The Freedom Party made a persuasive case, aided by presentations from Martin Luther King, James Forman, and Roy Wilkins. They won hearts as well as minds, though, when Fannie Lou Hamer spoke. Credentials Committee members wept with her when she recounted the beatings in Winona, and when she concluded:
“All of this is on account of we want to register, to become first-class citizens. And if the Freedom Democratic Party is not seated now, I question America. Is this America, the land of the free and the home of the brave, where we have to sleep with our telephones off the hooks because our lives be threatened daily, because we want to live as decent human beings in America?”
The Freedom Party was not seated. LBJ, who believed he was already carrying the burden of forcing civil rights on his own party and on the country, was furious at the interruption. He called a sudden press conference to interfere with the TV coverage of Hamer’s presentation, but that strategy backfired when the speech was rebroadcast later in the day and watched by even more viewers. In the days that followed, various compromises were offered to the MFDP, including an offer of seats on the convention floor for two designated people (not to include Hamer: Hubert Humphrey told the delegates that “the President will not allow that illiterate woman to speak from the floor of the convention.”) There was a painful struggle between the compromisers, including most of the national civil rights leaders, and the hard-liners, including Hamer. Thanks in great part to her stubborn refusal, no compromise was accepted. The delegation went home having lost the battle, but with significant progress in the long war—the war we thought was won .

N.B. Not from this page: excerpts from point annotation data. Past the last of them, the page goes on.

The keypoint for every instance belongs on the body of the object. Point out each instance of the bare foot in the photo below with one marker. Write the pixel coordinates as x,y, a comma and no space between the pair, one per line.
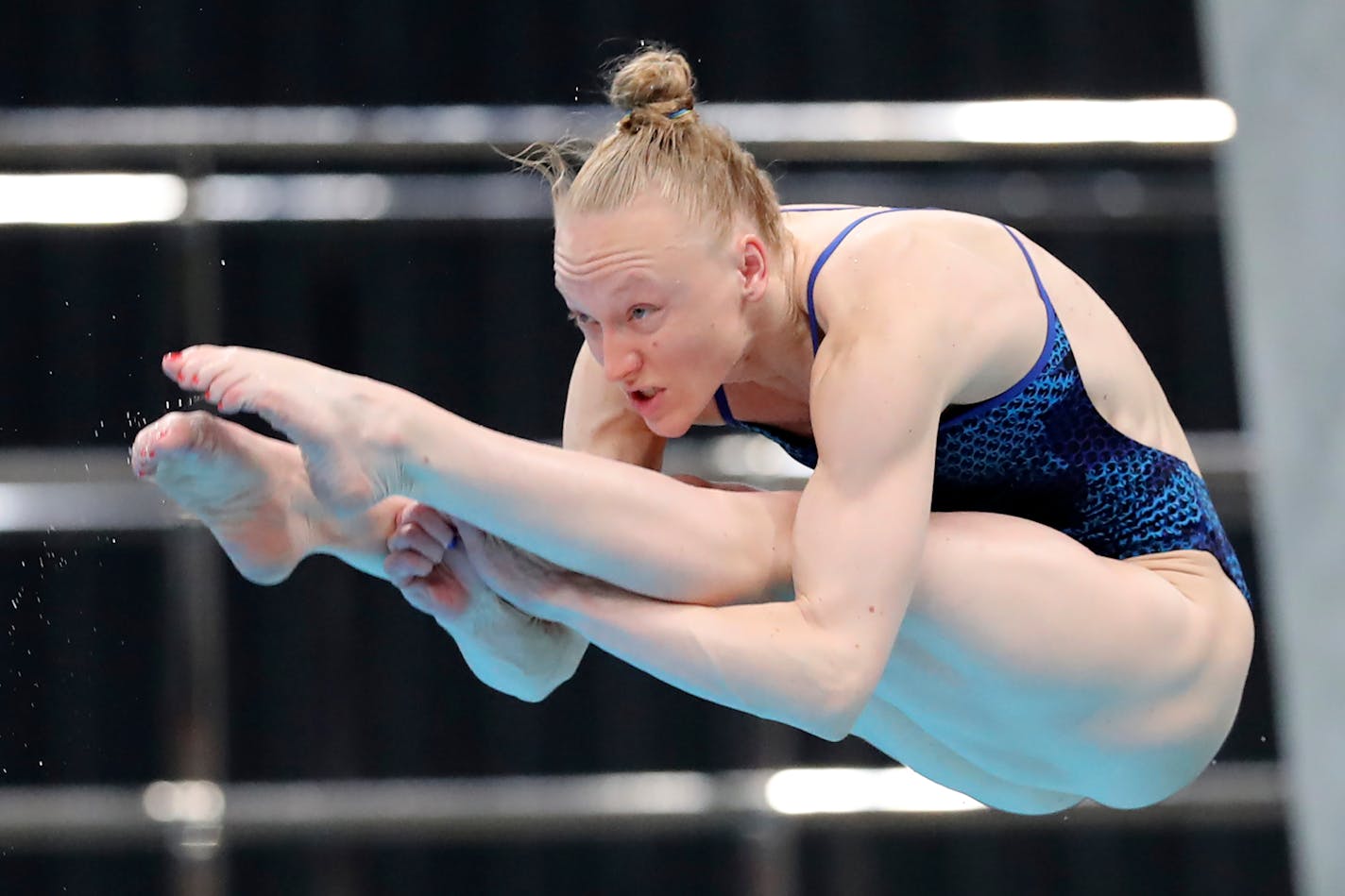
241,484
346,427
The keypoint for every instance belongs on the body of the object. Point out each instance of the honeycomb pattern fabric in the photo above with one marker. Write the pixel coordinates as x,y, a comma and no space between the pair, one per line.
1043,452
1047,455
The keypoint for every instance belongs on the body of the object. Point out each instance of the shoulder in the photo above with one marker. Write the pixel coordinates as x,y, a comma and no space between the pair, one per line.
891,304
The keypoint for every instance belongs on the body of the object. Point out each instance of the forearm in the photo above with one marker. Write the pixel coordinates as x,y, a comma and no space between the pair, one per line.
618,522
765,659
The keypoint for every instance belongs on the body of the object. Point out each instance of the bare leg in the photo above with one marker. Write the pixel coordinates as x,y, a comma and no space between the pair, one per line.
364,442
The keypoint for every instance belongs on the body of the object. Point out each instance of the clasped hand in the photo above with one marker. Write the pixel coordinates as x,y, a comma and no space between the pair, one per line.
444,566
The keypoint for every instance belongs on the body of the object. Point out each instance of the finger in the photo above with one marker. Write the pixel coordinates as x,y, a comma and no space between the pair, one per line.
460,566
434,522
402,564
412,537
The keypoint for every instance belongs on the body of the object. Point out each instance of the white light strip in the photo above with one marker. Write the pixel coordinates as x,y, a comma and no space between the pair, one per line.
1062,121
805,791
91,198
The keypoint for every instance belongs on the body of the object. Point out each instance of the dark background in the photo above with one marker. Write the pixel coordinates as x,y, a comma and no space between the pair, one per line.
332,674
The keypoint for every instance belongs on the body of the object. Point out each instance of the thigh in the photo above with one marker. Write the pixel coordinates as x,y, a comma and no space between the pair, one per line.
1046,664
897,735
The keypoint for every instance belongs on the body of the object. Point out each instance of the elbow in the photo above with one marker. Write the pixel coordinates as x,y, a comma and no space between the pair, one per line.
840,720
841,703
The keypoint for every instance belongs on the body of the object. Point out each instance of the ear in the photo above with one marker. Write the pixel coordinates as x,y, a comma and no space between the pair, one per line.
754,266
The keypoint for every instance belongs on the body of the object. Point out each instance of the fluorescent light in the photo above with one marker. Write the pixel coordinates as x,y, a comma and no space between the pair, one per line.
200,802
1053,121
803,791
91,198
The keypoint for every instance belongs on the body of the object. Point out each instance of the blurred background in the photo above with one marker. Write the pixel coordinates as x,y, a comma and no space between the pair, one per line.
329,189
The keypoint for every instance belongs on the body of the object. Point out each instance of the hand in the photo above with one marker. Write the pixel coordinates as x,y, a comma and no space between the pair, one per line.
416,564
525,580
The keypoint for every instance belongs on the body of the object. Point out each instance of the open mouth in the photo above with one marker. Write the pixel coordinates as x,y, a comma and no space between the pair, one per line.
643,397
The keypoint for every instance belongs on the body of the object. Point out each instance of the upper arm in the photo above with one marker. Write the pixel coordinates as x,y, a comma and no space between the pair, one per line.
862,518
597,420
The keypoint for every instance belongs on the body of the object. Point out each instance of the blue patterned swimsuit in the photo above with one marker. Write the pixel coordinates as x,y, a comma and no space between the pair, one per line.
1041,451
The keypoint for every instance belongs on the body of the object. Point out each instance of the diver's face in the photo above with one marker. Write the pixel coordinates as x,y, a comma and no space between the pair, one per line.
659,303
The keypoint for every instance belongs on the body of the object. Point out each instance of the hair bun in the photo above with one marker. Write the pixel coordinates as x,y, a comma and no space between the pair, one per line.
656,79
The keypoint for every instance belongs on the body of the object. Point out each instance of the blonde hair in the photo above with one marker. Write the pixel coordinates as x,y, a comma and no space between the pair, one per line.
660,144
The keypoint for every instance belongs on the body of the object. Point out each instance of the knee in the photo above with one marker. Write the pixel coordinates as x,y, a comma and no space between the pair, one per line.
1138,785
1033,802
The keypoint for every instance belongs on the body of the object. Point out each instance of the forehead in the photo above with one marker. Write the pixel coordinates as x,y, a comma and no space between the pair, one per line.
646,236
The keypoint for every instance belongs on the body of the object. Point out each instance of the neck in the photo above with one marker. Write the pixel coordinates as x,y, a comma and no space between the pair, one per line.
779,354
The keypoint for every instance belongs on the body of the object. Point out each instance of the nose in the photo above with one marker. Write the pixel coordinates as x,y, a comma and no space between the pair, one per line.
619,360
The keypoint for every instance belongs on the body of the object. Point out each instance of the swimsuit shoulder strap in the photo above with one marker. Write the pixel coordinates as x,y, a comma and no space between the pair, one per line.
822,260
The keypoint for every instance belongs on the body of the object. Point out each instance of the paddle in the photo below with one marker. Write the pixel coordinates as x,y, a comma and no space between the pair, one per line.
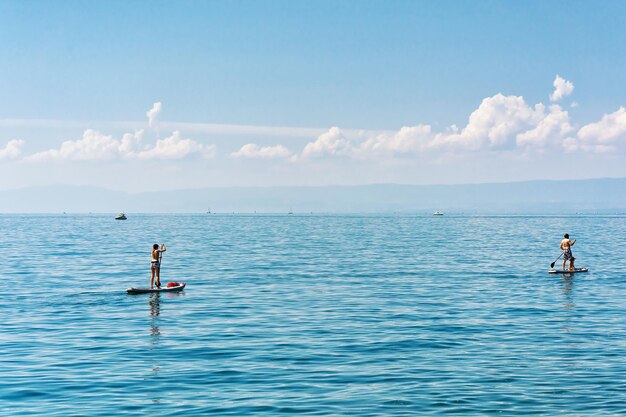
552,264
160,260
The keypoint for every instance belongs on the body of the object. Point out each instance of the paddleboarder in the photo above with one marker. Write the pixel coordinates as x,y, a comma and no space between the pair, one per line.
155,264
566,247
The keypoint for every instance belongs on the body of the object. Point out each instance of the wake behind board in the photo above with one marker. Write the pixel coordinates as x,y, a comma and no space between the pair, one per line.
567,271
146,290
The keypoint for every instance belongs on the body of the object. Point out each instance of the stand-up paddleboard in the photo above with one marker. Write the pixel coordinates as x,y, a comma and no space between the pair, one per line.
567,271
146,290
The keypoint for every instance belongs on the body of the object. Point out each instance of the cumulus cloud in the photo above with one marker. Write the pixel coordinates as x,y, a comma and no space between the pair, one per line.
254,151
493,125
606,135
499,123
175,147
330,143
562,88
97,146
550,128
153,113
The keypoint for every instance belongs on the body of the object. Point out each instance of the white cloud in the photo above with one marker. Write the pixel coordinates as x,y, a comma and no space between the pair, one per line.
174,147
562,88
551,128
153,113
12,150
603,136
97,146
331,143
493,125
499,123
93,146
252,150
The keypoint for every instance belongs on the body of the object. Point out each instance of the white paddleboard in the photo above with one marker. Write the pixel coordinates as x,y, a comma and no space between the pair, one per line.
567,271
146,290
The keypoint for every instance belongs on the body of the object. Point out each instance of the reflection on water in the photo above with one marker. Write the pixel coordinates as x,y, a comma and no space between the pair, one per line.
568,284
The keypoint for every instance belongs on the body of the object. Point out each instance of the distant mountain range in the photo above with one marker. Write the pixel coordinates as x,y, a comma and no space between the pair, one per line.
583,196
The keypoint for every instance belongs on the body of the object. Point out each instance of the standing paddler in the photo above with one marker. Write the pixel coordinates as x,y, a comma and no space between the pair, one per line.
566,247
155,265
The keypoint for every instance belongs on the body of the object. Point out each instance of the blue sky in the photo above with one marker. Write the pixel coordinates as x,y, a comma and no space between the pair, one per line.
301,92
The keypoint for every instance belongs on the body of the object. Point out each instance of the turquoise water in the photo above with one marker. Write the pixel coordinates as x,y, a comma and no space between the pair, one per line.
392,315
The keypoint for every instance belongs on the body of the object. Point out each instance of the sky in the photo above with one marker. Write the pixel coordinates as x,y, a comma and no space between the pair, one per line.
147,96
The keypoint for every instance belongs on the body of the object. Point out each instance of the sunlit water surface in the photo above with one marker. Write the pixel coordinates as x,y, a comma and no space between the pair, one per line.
381,315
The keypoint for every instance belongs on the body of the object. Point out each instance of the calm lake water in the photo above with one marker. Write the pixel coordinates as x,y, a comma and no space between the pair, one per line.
381,315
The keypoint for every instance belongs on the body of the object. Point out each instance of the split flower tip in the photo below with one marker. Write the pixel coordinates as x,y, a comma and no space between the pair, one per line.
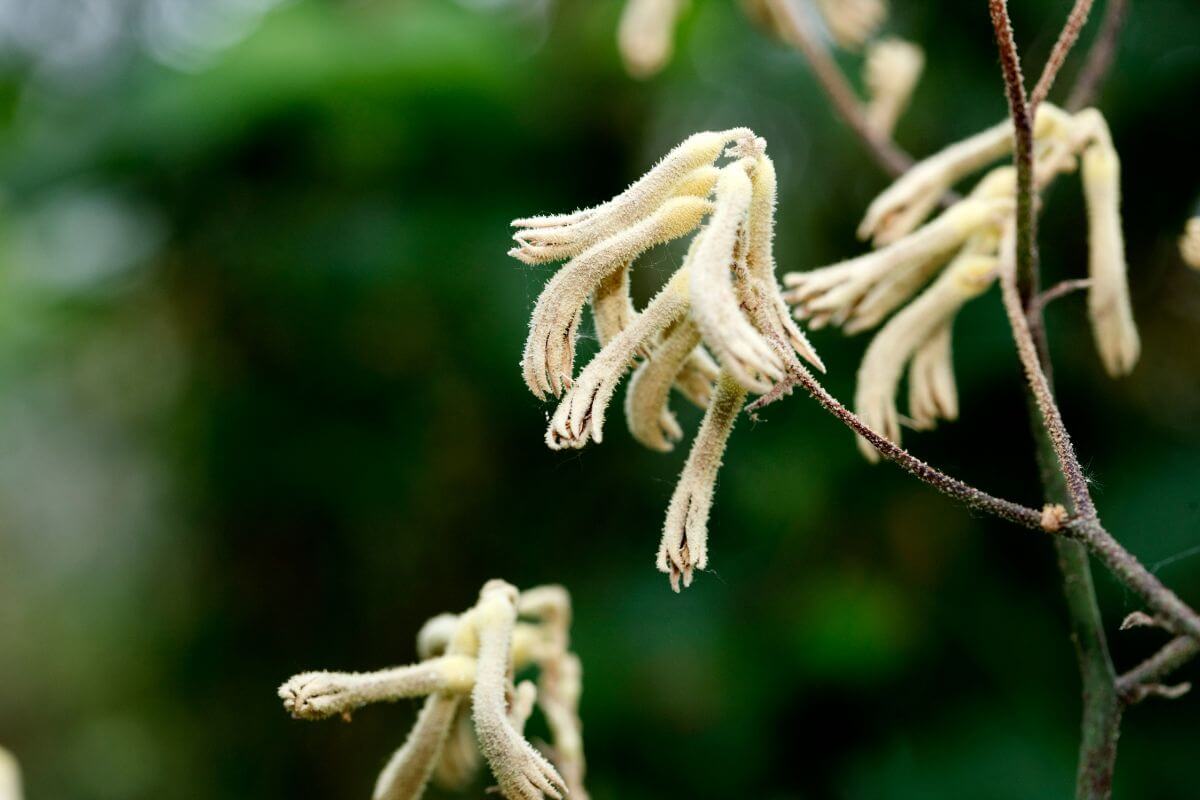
684,546
481,655
1108,296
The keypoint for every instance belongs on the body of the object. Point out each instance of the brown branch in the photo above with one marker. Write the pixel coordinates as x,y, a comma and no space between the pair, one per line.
791,22
1057,290
953,487
1039,385
1177,615
1099,56
1174,655
1067,38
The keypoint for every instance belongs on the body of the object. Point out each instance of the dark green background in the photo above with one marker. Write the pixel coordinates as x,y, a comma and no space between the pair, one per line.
261,411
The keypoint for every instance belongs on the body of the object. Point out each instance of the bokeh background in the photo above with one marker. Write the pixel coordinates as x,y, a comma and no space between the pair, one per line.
261,408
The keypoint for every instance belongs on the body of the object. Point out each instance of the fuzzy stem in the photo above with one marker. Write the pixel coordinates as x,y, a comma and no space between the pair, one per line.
886,151
1099,56
1174,655
1102,710
1067,38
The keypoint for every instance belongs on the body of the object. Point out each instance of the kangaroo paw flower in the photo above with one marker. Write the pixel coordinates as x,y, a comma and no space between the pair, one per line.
684,546
480,653
906,334
1108,298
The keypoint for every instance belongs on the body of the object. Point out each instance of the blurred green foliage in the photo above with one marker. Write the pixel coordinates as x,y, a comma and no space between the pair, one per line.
261,411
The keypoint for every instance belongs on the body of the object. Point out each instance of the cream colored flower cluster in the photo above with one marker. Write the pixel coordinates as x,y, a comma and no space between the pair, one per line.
1189,244
10,776
724,300
851,23
963,247
472,708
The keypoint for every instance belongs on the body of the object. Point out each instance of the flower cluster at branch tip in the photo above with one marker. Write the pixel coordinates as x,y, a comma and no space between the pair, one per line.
646,35
851,23
724,300
10,776
472,708
891,72
965,247
1189,244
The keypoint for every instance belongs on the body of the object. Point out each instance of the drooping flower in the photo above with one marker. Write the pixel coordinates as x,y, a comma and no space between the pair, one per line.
723,300
863,292
1108,298
918,337
1189,244
472,705
646,35
852,22
891,72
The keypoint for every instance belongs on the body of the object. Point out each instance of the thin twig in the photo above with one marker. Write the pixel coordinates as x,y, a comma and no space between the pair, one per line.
1177,615
1067,38
1057,290
1023,137
1099,56
886,151
1174,655
955,488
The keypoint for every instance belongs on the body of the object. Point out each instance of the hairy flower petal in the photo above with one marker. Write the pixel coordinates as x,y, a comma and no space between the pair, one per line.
409,769
898,341
550,349
904,205
540,242
520,770
717,310
861,292
1108,298
581,413
931,390
891,72
684,547
319,695
646,401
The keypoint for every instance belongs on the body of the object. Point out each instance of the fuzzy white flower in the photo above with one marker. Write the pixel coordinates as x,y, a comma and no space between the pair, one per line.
724,300
1189,244
1108,296
858,294
861,293
472,657
919,337
10,776
852,22
891,72
646,35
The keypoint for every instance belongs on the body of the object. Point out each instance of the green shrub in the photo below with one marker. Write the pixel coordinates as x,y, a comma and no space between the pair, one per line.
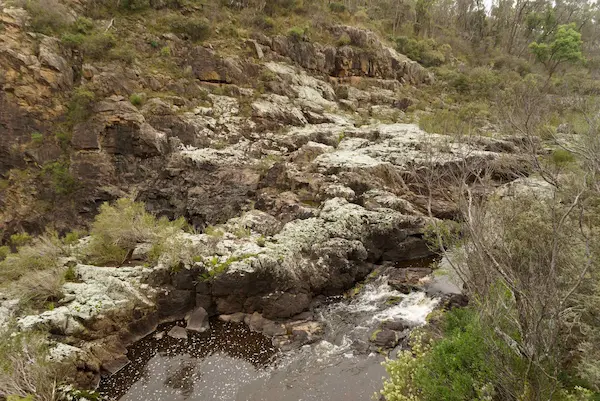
41,253
125,54
36,288
83,25
98,45
20,239
428,52
47,16
196,29
136,99
135,5
264,22
165,51
70,274
215,267
297,33
453,368
4,252
337,7
71,238
25,368
37,137
344,40
61,179
213,231
242,232
483,81
73,40
63,138
119,227
561,157
463,121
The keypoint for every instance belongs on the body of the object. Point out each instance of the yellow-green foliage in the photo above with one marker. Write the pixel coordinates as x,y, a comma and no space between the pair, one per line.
453,368
196,29
37,288
25,370
561,157
213,231
428,52
136,99
47,16
20,239
60,178
42,253
4,252
463,121
119,227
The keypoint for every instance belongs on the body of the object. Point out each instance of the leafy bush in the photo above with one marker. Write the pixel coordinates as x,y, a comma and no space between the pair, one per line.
19,239
213,231
124,53
119,227
70,274
37,288
4,252
136,99
47,16
453,368
61,179
561,157
42,253
296,33
344,40
135,5
98,45
37,137
264,22
428,52
463,121
483,81
194,28
337,7
25,369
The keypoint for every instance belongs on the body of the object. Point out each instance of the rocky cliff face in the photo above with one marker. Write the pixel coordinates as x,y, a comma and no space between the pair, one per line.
293,142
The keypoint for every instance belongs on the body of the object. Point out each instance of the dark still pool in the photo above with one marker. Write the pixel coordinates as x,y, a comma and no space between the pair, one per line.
204,366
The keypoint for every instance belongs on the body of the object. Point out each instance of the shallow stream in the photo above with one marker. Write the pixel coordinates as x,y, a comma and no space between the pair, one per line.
231,363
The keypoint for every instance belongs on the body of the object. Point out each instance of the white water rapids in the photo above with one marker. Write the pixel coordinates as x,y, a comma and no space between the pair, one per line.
233,365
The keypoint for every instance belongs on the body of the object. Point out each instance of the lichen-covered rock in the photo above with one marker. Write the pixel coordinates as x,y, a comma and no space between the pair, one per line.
367,56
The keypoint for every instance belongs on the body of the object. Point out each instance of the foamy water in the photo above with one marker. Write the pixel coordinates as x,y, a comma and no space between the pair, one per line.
232,364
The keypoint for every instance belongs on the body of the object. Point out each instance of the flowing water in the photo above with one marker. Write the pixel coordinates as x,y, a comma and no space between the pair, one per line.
231,363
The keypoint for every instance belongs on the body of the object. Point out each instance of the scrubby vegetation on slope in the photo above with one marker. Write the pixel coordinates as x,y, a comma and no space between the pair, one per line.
529,261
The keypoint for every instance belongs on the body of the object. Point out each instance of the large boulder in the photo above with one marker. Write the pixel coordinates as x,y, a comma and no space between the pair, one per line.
198,321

Fannie Lou Hamer went home angry—angry at the system, and angry at those of her colleagues who had been willing to accept a compromise. She identified with the sharecroppers of the Delta, not with suit-wearing, middle-class African Americans or their white liberal allies, and she spent the rest of her too-short life fighting for people without resources, voice, or vote. After 1964, when she was recognized as the spirit behind Mississippi Freedom Summer and as the eloquent spokesperson for the MFDP, her life did not become easier. She was, as she said, sick and tired, and she died in 1977. At her funeral, a great number of poor people who came to mourn were unable to get into the church, which was filled with dignitaries. She would have been displeased, but not at all surprised.
Fannie Lou Hamer belonged to an extraordinary generation that included Rosa Parks (1913) and Claudia Jones (1915). We need their memory now as we face repeated assaults on the voting rights for which Hamer and so many others suffered so much. As attack follows attack, a hundred years after her birth, I find myself repeating Hamer’s words over and over: “I question America.”